Ах, напрасно она подумала об осязании, совсем напрасно, потому что тут же, в тот же миг она вспомнила Никандрова. Несмотря на ее ненависть к нему, он все равно ведь продолжал оставаться для нее недосказанным, недоосознанным и недоосязенным, и вот это последнее ощущение прямо-таки сковало Ирину Викторовну... Ей пришлось завернуть за угол башни, в которой на тринадцатом этаже жила Нюрок, остановиться и переждать странную сковывающую боль в руках, боль в пальцах, боль везде. «Ну это уже не я виновата, — подумала Ирина Викторовна, — сегодня в этом виновата Нюрок!» И оттого, что ею была обнаружена причина боли, боль стала отступать, и это позволило ей вернуться мыслями к Нюрку, к несостоявшемуся разговору с нею — это был выход из положения. «Ну, конечно, — стала думать она снова, — я сколько раз бывала у Нюрка, а зачем? Чтобы на бегу поплакаться в жилетку. А когда мне бывало хорошо, — а ведь это правда, что мне бывало хорошо, — так я о ней и совсем забывала. А у Нюрка и без меня на жилетке, должно быть, нет сухого места, вот и правильно, что она в конце концов решила свить из приятельницы веревочку! Это я, а не она эгоистка! И неужели все это правда, что Нюрок сказала об Аркашке? Час от часу не легче! Как это она однажды сказала мне? «Дура! Отдала бы мне ключи от квартиры тетушки Марины! Уж я бы сумела воспользоваться ими!» Вот как сказала мне однажды Нюрок...»

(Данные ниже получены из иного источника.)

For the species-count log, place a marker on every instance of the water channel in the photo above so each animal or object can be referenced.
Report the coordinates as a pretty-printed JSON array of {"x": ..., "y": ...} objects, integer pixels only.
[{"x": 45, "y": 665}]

В троллейбусе Ирина Викторовна села у окна. А в троллейбусе у окна ей всегда встречались либо очень хорошие, либо очень трудные мысли и даже — откровения. Надо было бы ехать стоя, но она все равно села, было много свободных мест. «Ничего, — подумала она, — уж лучше мысли, чем снова боль в пальцах и везде...»

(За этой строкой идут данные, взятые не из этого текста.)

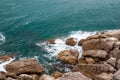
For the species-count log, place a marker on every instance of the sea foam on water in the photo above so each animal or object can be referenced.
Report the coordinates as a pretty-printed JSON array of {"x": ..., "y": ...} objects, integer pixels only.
[{"x": 54, "y": 49}]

«А что?! — думала она дальше. — А что, если жизнь будет обращать внимание на жалобы и претензии каждой козявки? Ей тогда окажется недосуг заниматься своим главным делом и призванием — бесконечным производством самое себя...»
Ирина Викторовна стала очень чувствительной к любому проявлению женщины, будь то улитка-мама, тигрица, зайчиха или скворчиха. «От возраста, — думала она. — И от опыта. И от того, что женщина. Вот у мужчин, вероятно, меньше общности и единения пола, поскольку они не рожают и совсем по-другому переживают любовь. И — последствия любви».

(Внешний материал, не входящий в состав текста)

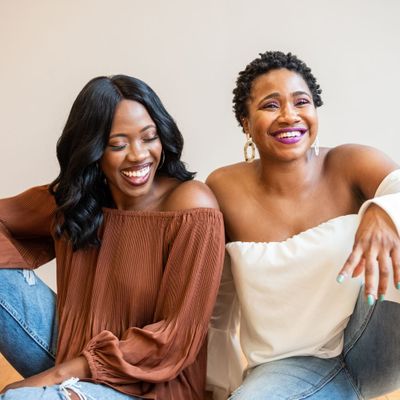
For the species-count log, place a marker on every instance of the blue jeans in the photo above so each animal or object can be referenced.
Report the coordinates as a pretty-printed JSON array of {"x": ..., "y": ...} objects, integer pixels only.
[
  {"x": 28, "y": 338},
  {"x": 368, "y": 367}
]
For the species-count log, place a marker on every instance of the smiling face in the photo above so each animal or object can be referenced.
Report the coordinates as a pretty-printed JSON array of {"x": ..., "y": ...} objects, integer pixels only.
[
  {"x": 132, "y": 155},
  {"x": 282, "y": 119}
]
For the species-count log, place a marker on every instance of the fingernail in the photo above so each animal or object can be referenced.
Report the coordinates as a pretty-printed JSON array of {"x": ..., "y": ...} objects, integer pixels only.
[
  {"x": 340, "y": 279},
  {"x": 370, "y": 300}
]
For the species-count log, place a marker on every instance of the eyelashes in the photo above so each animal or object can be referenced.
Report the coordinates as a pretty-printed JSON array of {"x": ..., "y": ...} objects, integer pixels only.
[
  {"x": 276, "y": 105},
  {"x": 122, "y": 146}
]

По вечерней, почти что уже зимней улице, кое-где присыпанной песком, обледенелой и с лужами, с низким туманом над головами прохожих, троллейбус шел медленно, и потому еще какая-то, наверное, уже последняя, мысль, которая должна была прийти к Ирине Викторовне, тоже не торопилась прийти.
А для чего ей были ее мысли? Зачем? Раньше ей надо было сберечь их до ближайшей встречи в квартире тетушки Марины, на худой конец — до встречи с Нюрком, а теперь? И уже перед самым домом, пересев в другой троллейбус и снова к окну, Ирина Викторовна произнесла следующий монолог:
«Вот что, милый мой Рыцарь! Видит бог, я хотела сказать Нюрку о твоем существовании! (Может быть, все-таки о «Вашем» существовании?) Ничего из этого намерения не получилось, поверь мне! (Тут она окончательно решила перейти на «ты»). Мне некому рассказать о тебе! Анюте Глеб? Анюта поймет, но только в принципе. А кому нужны принципы без частностей и деталей? Не к Валерии же Поспитович мне обращаться? И значит, так: на всю жизнь мы остаемся с тобой только вдвоем, мой первый и последний Рыцарь!»